[LLVMdev] Scheduling quirks

Sat Jan 18 05:13:57 PST 2014

Hello all!

When I compile the following more or less stupid functions with
   clang++ -O3 -S test.cpp
===>
int test_register(int x) {
   x ^= (x >> 2);
   x ^= (x >> 3);
   x = x ^ (x >> 4);
   int y = x;  x >>= 5;  x ^= y;  // almost the same but explicit
   return x;
   }

int test_scheduler(int x) {
   return ((x>>2) & 15) ^ ((x>>3) & 31);
   }
<===
...I get the following result:
===>
	.file	"test.cpp"
	.text
	.globl	_Z13test_registeri
	.align	16, 0x90
	.type	_Z13test_registeri, at function
_Z13test_registeri:                     # @_Z13test_registeri
	.cfi_startproc
# BB#0:                                 # %entry
	movl	%edi, %eax
	sarl	$2, %eax
	xorl	%edi, %eax
	movl	%eax, %ecx
	sarl	$3, %ecx
	xorl	%eax, %ecx
	movl	%ecx, %edx
	sarl	$4, %edx
	xorl	%ecx, %edx
	movl	%edx, %eax
	sarl	$5, %eax
	xorl	%edx, %eax
	retq
.Ltmp0:
	.size	_Z13test_registeri, .Ltmp0-_Z13test_registeri
	.cfi_endproc

	.globl	_Z14test_scheduleri
	.align	16, 0x90
	.type	_Z14test_scheduleri, at function
_Z14test_scheduleri:                    # @_Z14test_scheduleri
	.cfi_startproc
# BB#0:                                 # %entry
	movl	%edi, %eax
	shrl	$2, %eax
	andl	$15, %eax
	shrl	$3, %edi
	andl	$31, %edi
	xorl	%eax, %edi
	movl	%edi, %eax
	retq
.Ltmp1:
	.size	_Z14test_scheduleri, .Ltmp1-_Z14test_scheduleri
	.cfi_endproc

	.ident	"clang version 3.5 (trunk 199507)"
	.section	".note.GNU-stack","", at progbits
<===

Now once more in detail.

The lines
   x ^= (x >> 2);
and
   x = x ^ (x >> 4);
and (!)
   int y = x;  x >>= 8;  x ^= y;  // almost the same but explicit
are compiled into code like
	movl	%edi, %eax
	sarl	$2, %eax
	xorl	%edi, %eax
As far as I know optimal for all x86 but the very latest 4th generation 
Intel Core processors the following variant is better (2 instead of 3 
cycles; I proved this for e.g. Intel i7 920) because the first two lines 
can be executed simultaneously:
	movl	%edi, %eax
	sarl	$2, %edi    # modify source instead of copy
	xorl	%edi, %eax
Is there a special reason to do that this way?
Interestingly most compilers including ICC and GCC show this strange 
behavior. I had reported this in an Intel forum as well as for GCC a 
long time ago but there has been no real reaction...
Also, why are 4 registers used whereas 2 are sufficient?

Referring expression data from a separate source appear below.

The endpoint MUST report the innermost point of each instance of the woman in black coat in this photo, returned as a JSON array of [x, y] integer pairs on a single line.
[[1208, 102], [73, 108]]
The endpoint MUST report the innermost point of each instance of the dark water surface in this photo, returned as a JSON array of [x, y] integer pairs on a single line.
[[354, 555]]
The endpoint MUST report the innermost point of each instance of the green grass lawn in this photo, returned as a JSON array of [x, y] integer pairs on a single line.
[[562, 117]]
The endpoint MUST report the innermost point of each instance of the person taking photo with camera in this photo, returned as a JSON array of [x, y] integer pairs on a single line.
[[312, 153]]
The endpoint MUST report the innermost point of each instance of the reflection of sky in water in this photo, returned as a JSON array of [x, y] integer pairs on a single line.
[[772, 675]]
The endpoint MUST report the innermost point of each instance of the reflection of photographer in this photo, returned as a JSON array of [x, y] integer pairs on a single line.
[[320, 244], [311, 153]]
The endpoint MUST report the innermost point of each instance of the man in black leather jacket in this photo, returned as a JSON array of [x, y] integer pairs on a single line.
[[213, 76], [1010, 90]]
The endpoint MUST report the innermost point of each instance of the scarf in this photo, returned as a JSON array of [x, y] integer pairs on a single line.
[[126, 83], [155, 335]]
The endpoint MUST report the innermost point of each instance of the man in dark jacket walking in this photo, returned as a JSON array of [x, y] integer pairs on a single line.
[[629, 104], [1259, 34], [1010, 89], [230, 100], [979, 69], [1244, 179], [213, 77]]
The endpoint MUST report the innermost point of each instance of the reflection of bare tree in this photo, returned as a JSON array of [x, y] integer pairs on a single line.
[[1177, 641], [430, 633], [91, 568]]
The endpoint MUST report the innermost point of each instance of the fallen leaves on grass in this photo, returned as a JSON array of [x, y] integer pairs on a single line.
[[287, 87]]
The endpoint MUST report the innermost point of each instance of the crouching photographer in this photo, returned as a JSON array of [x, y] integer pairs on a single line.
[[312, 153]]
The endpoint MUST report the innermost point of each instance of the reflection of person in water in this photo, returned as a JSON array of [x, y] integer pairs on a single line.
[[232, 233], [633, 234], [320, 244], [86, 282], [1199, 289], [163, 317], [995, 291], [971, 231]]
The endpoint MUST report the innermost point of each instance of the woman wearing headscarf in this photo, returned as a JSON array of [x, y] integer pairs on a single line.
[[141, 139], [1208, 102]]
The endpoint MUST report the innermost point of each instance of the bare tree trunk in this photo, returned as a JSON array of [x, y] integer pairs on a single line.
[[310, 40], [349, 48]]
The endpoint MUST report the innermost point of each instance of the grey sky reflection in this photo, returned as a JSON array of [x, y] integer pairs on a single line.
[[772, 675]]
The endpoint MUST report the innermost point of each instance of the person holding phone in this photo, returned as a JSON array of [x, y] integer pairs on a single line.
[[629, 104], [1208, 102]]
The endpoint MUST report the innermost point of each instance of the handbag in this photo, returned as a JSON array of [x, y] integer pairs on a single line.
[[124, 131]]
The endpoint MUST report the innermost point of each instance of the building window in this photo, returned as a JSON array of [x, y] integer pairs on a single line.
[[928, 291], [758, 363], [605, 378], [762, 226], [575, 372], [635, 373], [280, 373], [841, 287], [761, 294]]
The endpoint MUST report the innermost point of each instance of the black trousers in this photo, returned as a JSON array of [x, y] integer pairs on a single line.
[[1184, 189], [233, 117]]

In the second function the line
   return ((x>>2) & 15) ^ ((x>>3) & 31);
is compiled into
	movl	%edi, %eax
	shrl	$2, %eax
	andl	$15, %eax
	shrl	$3, %edi
	andl	$31, %edi
	xorl	%eax, %edi
	movl	%edi, %eax
I would have expected that the scheduler interleaves the subexpressions 
and would be able to get rid of the final move like this:
	movl	%edi, %eax
	shrl	$3, %edi    # modify source instead of copy, see above
	shrl	$2, %eax
	andl	$31, %edi
	andl	$15, %eax
	xorl	%edi, %eax    # we need %eax here

I think this is independent of the used high level language.
Is this known to the LLVM community?
May I help to correct this?

Best regards
Jasper